Interpreting a song is key to being a great singer. When you understand the song you are singing, your singing will improve and you will connect with your audience more.
In order to interpret songs, you will need to memorize lyrics, understand what the song is about and render it in a way that your audience will understand. We will cover this and more in this article.
Find the songs you want to sing. I know this sounds obvious but it is crucial that you sing the songs you WANT to sing. Those will be the songs that you will render best.
Read the lyrics or listen to the lyrics as they are being sung. What do these words mean to you? What do they mean to the singer who’s rendering the song?
Emotional congruence* is where the words sung match the feeling tone of the singer.
*Congruence: agreement or harmony; compatibility.
There is often more than one way to interpret lyrics-Unless you are performing in a musical but even then you can still perform the song in your own way. Consider the Lennon-McCartney song “A Little Help From My Friends”. Compare the version sung by Ringo Starr to the version sung by Joe Cocker. One is whimsical in tone while the other is excruciating!
Memorize the lyrics. There are several ways to do this:
Sing the song over and over with the lyrics in front of you. You memorize the tune as well with this method.
Read the lyrics aloud to yourself. Read one line, then look up without looking at the lyrics and repeat the line. Read the first and second line, then look up and repeat the first and second line without looking at the lyrics. Read the first, second and third line and so on.
Write the lyrics as you sing them. You might need to rewind from time to time as you write depending on your speed but this is a great way for some people to memorize their lyrics to get a song down.

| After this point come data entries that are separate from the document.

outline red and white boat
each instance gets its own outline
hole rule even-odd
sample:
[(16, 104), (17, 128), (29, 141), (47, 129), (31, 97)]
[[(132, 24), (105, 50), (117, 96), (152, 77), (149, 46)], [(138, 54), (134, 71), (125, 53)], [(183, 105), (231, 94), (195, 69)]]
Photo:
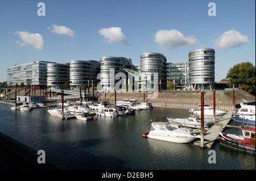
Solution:
[(237, 150), (255, 154), (255, 128), (241, 128), (242, 136), (220, 132), (220, 143)]

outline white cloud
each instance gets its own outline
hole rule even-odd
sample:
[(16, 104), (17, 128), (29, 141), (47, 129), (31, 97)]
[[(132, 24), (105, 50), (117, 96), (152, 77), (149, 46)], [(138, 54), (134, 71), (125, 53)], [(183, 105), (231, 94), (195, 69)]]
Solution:
[(218, 39), (213, 41), (214, 47), (221, 49), (237, 47), (250, 42), (248, 35), (242, 35), (240, 32), (233, 30), (224, 32)]
[(51, 27), (48, 27), (47, 29), (51, 30), (54, 33), (68, 35), (72, 37), (74, 37), (75, 31), (64, 26), (52, 24)]
[(42, 50), (44, 48), (43, 36), (38, 33), (31, 33), (26, 31), (16, 31), (15, 33), (22, 39), (22, 41), (17, 40), (16, 44), (20, 46), (26, 46), (28, 44), (33, 45), (35, 48)]
[(119, 27), (110, 27), (102, 28), (98, 31), (100, 34), (107, 39), (107, 42), (118, 42), (124, 44), (129, 44), (125, 39), (125, 35)]
[(162, 48), (170, 50), (197, 44), (197, 40), (193, 36), (185, 37), (177, 30), (159, 30), (155, 34), (155, 41), (161, 45)]

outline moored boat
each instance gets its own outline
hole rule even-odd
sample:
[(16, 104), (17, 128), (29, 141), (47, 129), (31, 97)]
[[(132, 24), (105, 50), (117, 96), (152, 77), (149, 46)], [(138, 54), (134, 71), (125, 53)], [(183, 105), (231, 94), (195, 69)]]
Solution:
[(233, 115), (232, 119), (234, 121), (255, 124), (255, 115)]
[(37, 105), (38, 105), (38, 106), (44, 106), (44, 103), (38, 103), (37, 104)]
[(23, 103), (19, 106), (19, 110), (23, 111), (29, 111), (32, 110), (32, 108), (30, 107), (28, 103)]
[(117, 112), (113, 110), (112, 108), (104, 108), (97, 110), (96, 114), (97, 116), (115, 117), (118, 116)]
[(189, 143), (200, 137), (199, 135), (194, 134), (192, 132), (175, 129), (168, 122), (152, 123), (150, 131), (147, 137), (176, 143)]
[(89, 112), (84, 112), (79, 115), (75, 115), (76, 119), (84, 121), (92, 120), (93, 118), (90, 116)]
[(19, 106), (15, 106), (14, 105), (14, 106), (11, 107), (11, 110), (18, 110), (19, 108)]
[[(195, 115), (201, 115), (201, 105), (199, 105), (196, 109), (191, 109), (189, 111), (191, 112), (193, 112)], [(209, 106), (204, 105), (204, 115), (213, 115), (214, 110)], [(221, 116), (225, 113), (226, 112), (221, 111), (220, 110), (215, 110), (215, 115)]]
[(141, 107), (142, 110), (152, 110), (153, 106), (151, 103), (141, 103)]
[(110, 104), (109, 101), (101, 101), (101, 102), (93, 103), (88, 104), (92, 111), (99, 110), (101, 108), (110, 108)]
[(255, 106), (240, 103), (241, 108), (233, 116), (234, 121), (255, 124)]
[(122, 100), (118, 100), (118, 101), (117, 101), (115, 104), (118, 105), (118, 106), (120, 106), (122, 104), (131, 105), (137, 102), (137, 101), (136, 99), (123, 99)]
[(28, 104), (28, 106), (30, 107), (31, 108), (33, 108), (33, 107), (36, 107), (38, 106), (36, 105), (36, 104), (35, 102), (31, 102)]
[[(64, 111), (63, 112), (64, 117), (72, 116), (71, 113), (69, 112), (66, 111), (65, 110), (64, 110)], [(56, 116), (59, 117), (62, 117), (62, 108), (61, 107), (55, 107), (54, 108), (50, 109), (47, 111), (50, 113), (51, 116)]]
[(219, 133), (220, 143), (224, 146), (255, 154), (255, 128), (241, 128), (242, 135)]
[[(170, 123), (178, 123), (183, 127), (201, 129), (201, 119), (189, 117), (188, 118), (172, 118), (167, 117)], [(208, 128), (207, 123), (204, 123), (204, 128)]]
[(83, 112), (90, 112), (91, 109), (88, 104), (78, 103), (68, 106), (68, 111), (72, 114), (79, 114)]

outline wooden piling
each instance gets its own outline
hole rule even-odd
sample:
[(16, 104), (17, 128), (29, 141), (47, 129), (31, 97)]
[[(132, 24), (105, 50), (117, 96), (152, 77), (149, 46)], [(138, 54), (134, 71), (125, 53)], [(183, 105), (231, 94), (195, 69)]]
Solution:
[(61, 111), (61, 118), (64, 119), (64, 94), (63, 89), (61, 90), (61, 104), (62, 104), (62, 111)]
[(201, 148), (204, 146), (204, 89), (201, 90)]
[(213, 121), (216, 123), (216, 116), (215, 116), (215, 89), (213, 89)]

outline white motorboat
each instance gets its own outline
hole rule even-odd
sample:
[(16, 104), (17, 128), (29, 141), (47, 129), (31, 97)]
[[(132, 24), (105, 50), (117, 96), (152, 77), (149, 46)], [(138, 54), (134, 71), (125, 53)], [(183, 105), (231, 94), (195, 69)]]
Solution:
[(153, 108), (153, 106), (150, 103), (141, 103), (141, 107), (143, 110), (152, 110)]
[(200, 137), (192, 132), (175, 129), (168, 122), (152, 123), (150, 131), (145, 134), (143, 136), (150, 138), (176, 143), (189, 143)]
[[(59, 103), (58, 106), (61, 107), (62, 106), (62, 102), (60, 102)], [(64, 107), (69, 106), (70, 106), (70, 102), (69, 102), (68, 101), (64, 100), (63, 102), (63, 106), (64, 106)]]
[(237, 111), (238, 115), (254, 115), (255, 114), (255, 106), (240, 103), (241, 108)]
[(38, 103), (38, 106), (44, 106), (44, 103)]
[(35, 102), (31, 102), (28, 104), (28, 106), (31, 108), (36, 107), (37, 106)]
[(90, 112), (91, 109), (87, 104), (79, 103), (69, 106), (68, 111), (72, 114), (79, 114), (83, 112)]
[(115, 117), (118, 116), (117, 112), (112, 108), (103, 108), (97, 111), (97, 115), (100, 116)]
[(89, 112), (84, 112), (75, 115), (76, 119), (84, 121), (90, 121), (92, 120), (92, 116), (90, 116)]
[[(208, 105), (204, 106), (204, 115), (213, 115), (213, 109)], [(196, 109), (191, 109), (189, 111), (193, 112), (195, 115), (201, 115), (201, 106), (199, 105)], [(226, 113), (226, 111), (215, 110), (215, 115), (221, 116)]]
[[(170, 123), (177, 123), (181, 124), (183, 127), (192, 128), (201, 128), (201, 119), (189, 117), (188, 118), (172, 118), (167, 117)], [(204, 124), (204, 128), (208, 128), (207, 123)]]
[(31, 111), (32, 110), (32, 108), (31, 108), (28, 106), (28, 104), (27, 104), (27, 103), (23, 103), (23, 104), (22, 104), (22, 106), (19, 106), (19, 110), (20, 111)]
[(201, 133), (201, 131), (200, 129), (185, 128), (183, 127), (182, 124), (180, 123), (169, 122), (169, 124), (171, 127), (175, 129), (184, 130), (187, 132), (192, 132), (193, 133), (194, 133), (194, 134), (200, 134)]
[(122, 100), (117, 101), (117, 103), (115, 104), (117, 106), (120, 106), (120, 105), (122, 105), (122, 104), (131, 105), (137, 102), (137, 101), (136, 99), (123, 99)]
[(11, 110), (19, 110), (19, 106), (14, 106), (12, 107), (11, 107)]
[(92, 111), (99, 110), (101, 108), (110, 108), (110, 104), (109, 101), (102, 101), (101, 102), (93, 103), (88, 104)]
[[(50, 109), (47, 111), (51, 116), (56, 116), (59, 117), (61, 117), (62, 116), (62, 108), (60, 107), (55, 107), (52, 109)], [(63, 116), (72, 116), (71, 113), (64, 110)]]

Fun Fact: Actors use techniques similar to these in order to memorize their lines for stage and movies.
Understand the pitch of the song. Sometimes you’ll need to be quiet and at other times you’ll need to be loud. Tempo and volume plays a big part in song interpretation. The rise and fall, the softer and louder moments are usually notated in sheet music.
Learn the song’s history. This will help you get a better idea of how to perform the song.

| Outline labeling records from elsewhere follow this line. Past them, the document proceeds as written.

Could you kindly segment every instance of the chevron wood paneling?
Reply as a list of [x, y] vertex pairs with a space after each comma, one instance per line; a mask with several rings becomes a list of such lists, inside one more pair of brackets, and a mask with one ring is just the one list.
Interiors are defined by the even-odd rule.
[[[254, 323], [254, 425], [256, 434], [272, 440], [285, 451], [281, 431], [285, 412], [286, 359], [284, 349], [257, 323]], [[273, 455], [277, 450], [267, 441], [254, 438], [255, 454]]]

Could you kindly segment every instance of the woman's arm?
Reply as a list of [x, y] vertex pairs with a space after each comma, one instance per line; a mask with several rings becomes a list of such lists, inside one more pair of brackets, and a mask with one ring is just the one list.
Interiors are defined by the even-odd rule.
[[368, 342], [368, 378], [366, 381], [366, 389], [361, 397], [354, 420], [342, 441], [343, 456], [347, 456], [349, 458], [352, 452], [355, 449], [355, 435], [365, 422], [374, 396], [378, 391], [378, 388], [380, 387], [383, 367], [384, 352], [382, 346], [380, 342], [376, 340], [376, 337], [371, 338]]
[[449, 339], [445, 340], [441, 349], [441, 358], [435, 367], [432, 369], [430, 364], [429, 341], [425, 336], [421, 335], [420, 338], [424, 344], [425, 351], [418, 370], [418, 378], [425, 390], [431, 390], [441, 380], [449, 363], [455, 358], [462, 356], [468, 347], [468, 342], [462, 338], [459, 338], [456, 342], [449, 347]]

Figure out what the song means to you. It’s uncommon for a song to have one specific meaning, even with the original performance as a guide. If you want to convey the song to the best of your abilities, you have to find a particular emotion that works for you.
Let’s look at the song “Devil in Disguise” performed originally by Elvis Presley, written by Bill Giant, Bernie Baum, and Florence Kaye. When Elvis sings this song one might assume it’s about an ex-girlfriend who cheated on him. But what if instead, someone was to sing “Devil in Disguise” with their own mother in mind? Yeah, gets a bit darker, doesn’t it! That’s just one way of interpreting the song. Girls might sing “Devil in Disguise” about their ex-boyfriend or father or uncle or even a stranger. Each interpretation brings with it a different nuance that the audience will hear and feel.
Another example, “Snowbird” written by Gene MacLellan, made famous by Bing Crosby, Elvis Presley and especially Anne Murray. The animated sitcom Family Guy had their say on this song in the episode “Chris Cross”, guest-starring Anne Murray herself. Brian thought “Snowbird” was about the fear of growing old, Stewie thought it was about a relationship and Anne thought it was about human limitation-both mental and physical: Three very different interpretations indeed.
Put it all together. Now sing with your heart, mind, and soul!
What if the song really does have one specific meaning? Your own style will come through even when the meaning of the song is unambiguous. “Ghost Riders” is a story song with an unambiguous meaning however Johnny Cash, The Blues Brothers and Frankie Laine obviously perform the song differently one to the other.